Ladakh has a very rich flora and fauna. Several species of them are endemic to the region. Due to its unique climate and topography, distinct species of animals are found in Ladakh. The snow leopard and the black-necked crane are the jewels of the wildlife kingdom of Ladakh along with several other unique birds and mammals.
In the pastures of eastern Ladakh, wild animals and birds are a common sighting and often compete with domestic animals for food. While in the heavily populated Indus valley and the valleys of its tributaries, they are found in the higher reaches but often descend to lower reaches due to scarcity of food, thus resulting in human-wildlife conflict. Several species of mammals which were extensively hunted for fur and wool in the past are now at the brink of extinction. These include the Tibetan antelope, Eurasian lynx and the musk deer which is now extinct in Ladakh.
Due to the revival of Buddhist traditions and the increasing awareness of the populace regarding the importance of preservation of environment, the future looks seemingly bright for the wildlife of Ladakh.
Mammals of Ladakh
The snow leopard is one of the rarest mammals in the world. Called Schan in Ladakhi language, it is the king of snow-capped mountains. It is smaller and lighter than a common leopard. The snow leopard is a nocturnal animal and is very elusive. It is adapted to live in some of the most climatically hostile environments, in high-altitude mountains and extreme cold. The head, nape and lower parts of legs have black spots while the body and tail is covered with larger rosettes and the belly is witish. The snow leopard inhabits areas especially between 3,000m and 5,000m. It is found throughout Ladakh especially in southern and central Ladakh. Hemis National Park is the best place to view this ‘Grey Ghost’.
Called Shangku in Ladakh, the Tibetan wolf is a sub-species of grey wolf. It is around 76 cm tall and about 110 cm in length. It weighs around 30-35 kg. It is larger than the other sub-species of wolf found in the Indian Peninsula. It has a blackish summer coat and a brownish thick woolly fur in winter. Its fur is black on the back while yellowish white on face, belly and limbs. The Tibetan wolf is found mostly in the mountains during summer and in the upper reaches of valleys during winter. It mostly preys on rodents but often hunts livestock leading to retaliatory killing by the locals. It lives mostly in Changthang region, Zanskar, Upper Suru valley and Markha valley.
Like the snow leopard, the Eurasian lynx is one of the rare mammals on the planet. It is almost extinct in Europe, since it has been extensively hunted for its fur which is in great demand in the fashion industry. Its body is reddish grey with spots over the upper limbs. Its distinctive feature is long tufts of hair on its erect, triangular shaped ears. The Eurasian lynx inhabits in areas at an altitude of over 4,000m.
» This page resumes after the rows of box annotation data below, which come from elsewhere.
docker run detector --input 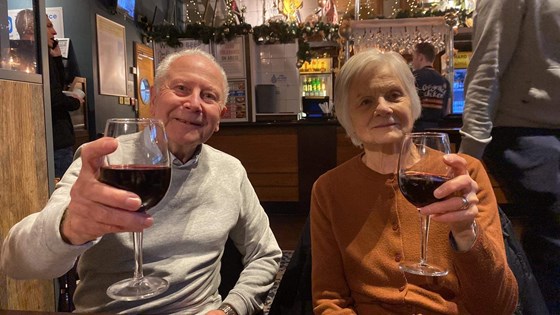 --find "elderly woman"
[311,50,518,315]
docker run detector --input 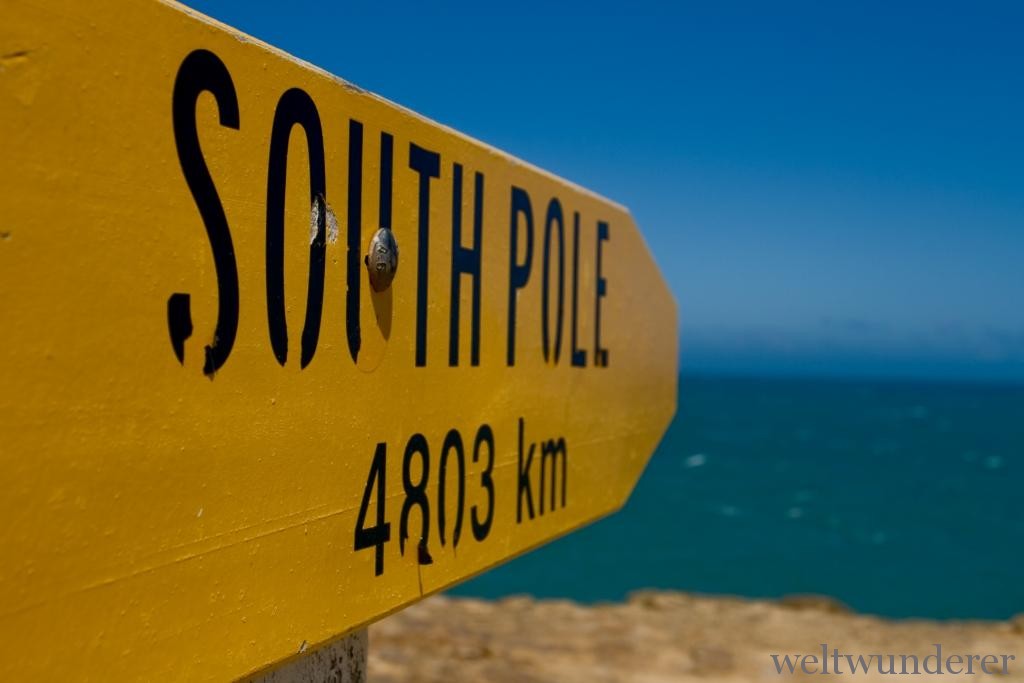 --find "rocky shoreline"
[369,592,1024,683]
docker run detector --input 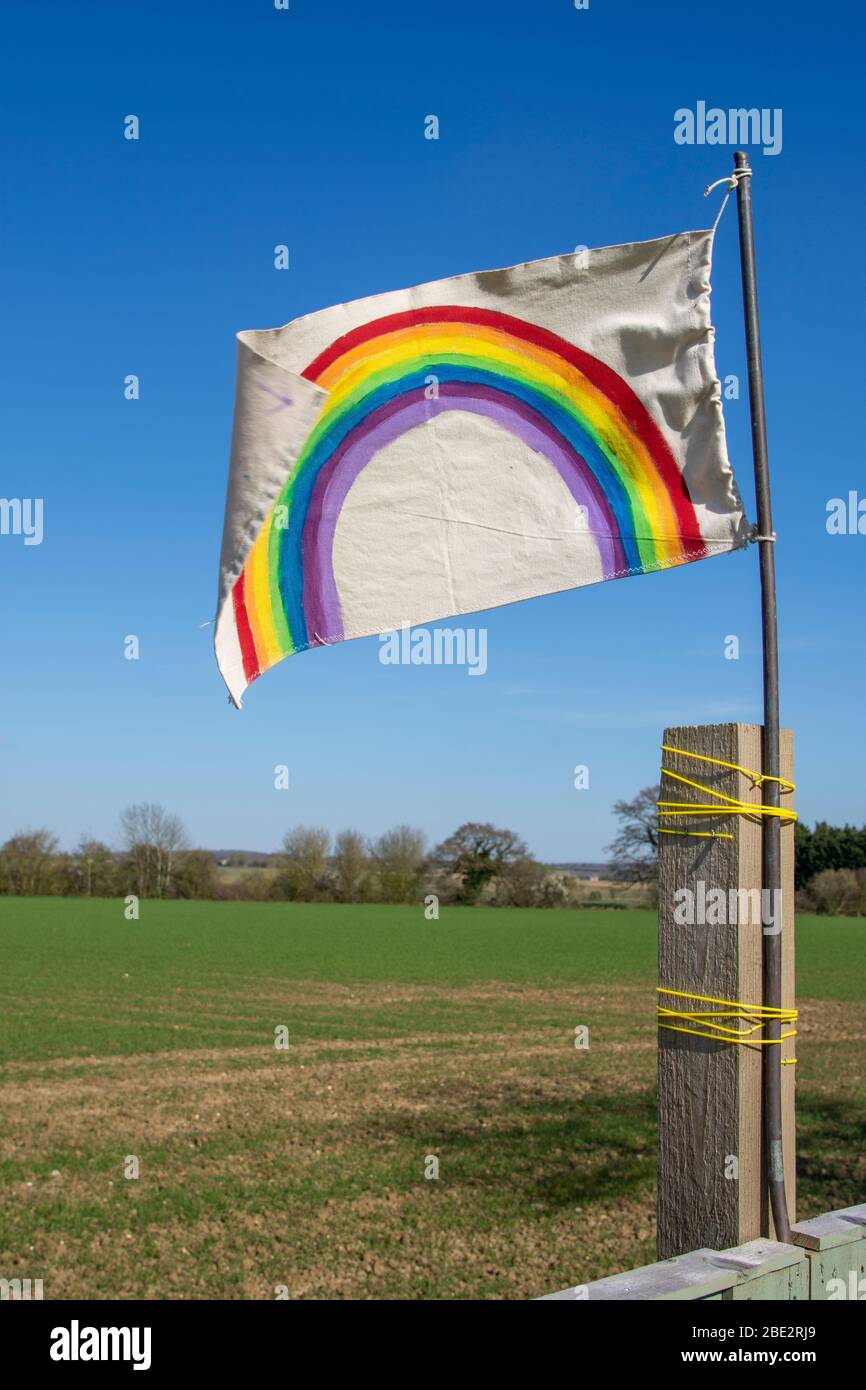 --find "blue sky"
[0,0,866,860]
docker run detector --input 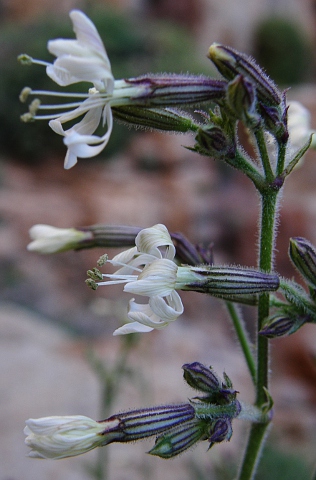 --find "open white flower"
[20,10,144,169]
[24,415,119,459]
[287,101,316,148]
[97,224,186,335]
[19,10,226,169]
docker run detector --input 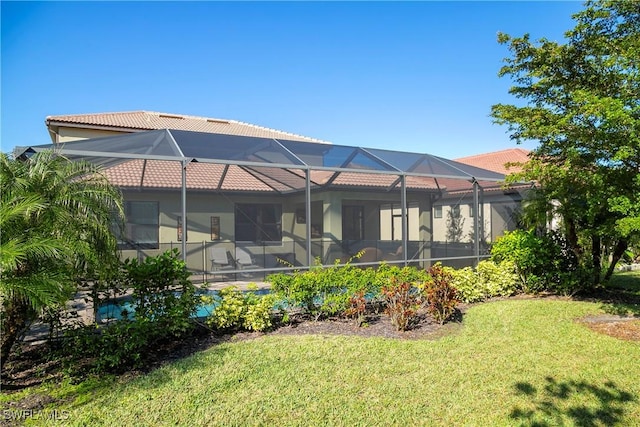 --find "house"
[433,148,531,255]
[27,111,508,277]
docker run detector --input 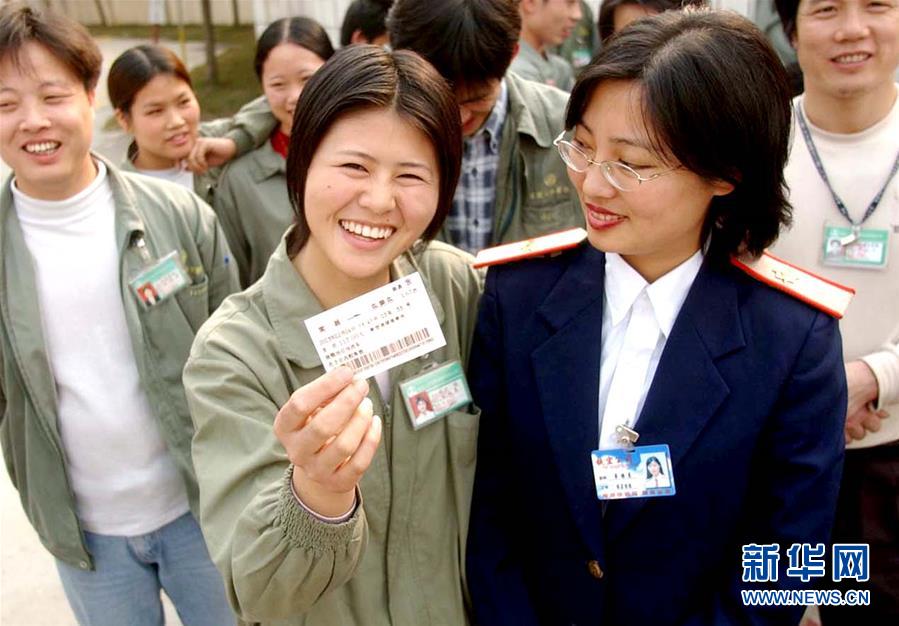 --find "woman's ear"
[711,180,734,196]
[115,109,132,134]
It is a diurnal mammal, especially active at dusk and dawn. It hunts marmots, hares, young ones of bharal and domestic sheep and goats. It is mostly found in the Nubra valley near Hunder and Panamik and in Gya-Meru area.
Known as Watsey in Ladakhi, the red fox is common throughout Ladakh. Its coat is reddish in colour. It is covered with long, silky fur for which it is extensively hunted. As a result, its population is declining. The red fox is active at night but can also be seen at dawn and dusk. It is a very shy and wary animal. It is mostly found individually as well as in monogamous pairs. The red fox lives in crevices and burrows. It feeds on marmots, mouse-hares, rodents and birds.
The Himalayan brown bear is a sub-species of brown bear. It has a reddish brown coat. It is regarded as one of the largest carnivore in the Himalayas. It has a large head with small eyes, a heavy body with stocky limbs and flat claws. The Himalayan brown bear lives individually or in small groups with female and cubs. It prefers bare, open areas. It is active both during daytime and at night but rests during midday. It goes into hibernation from November to May. The Himalayan brown bear is territorial with the male territory larger than the female’s. It is omnivore and feeds on fresh grass, insects, rodents, roots, bulbs, carcasses and even livestock. It is found in western and southern Ladakh.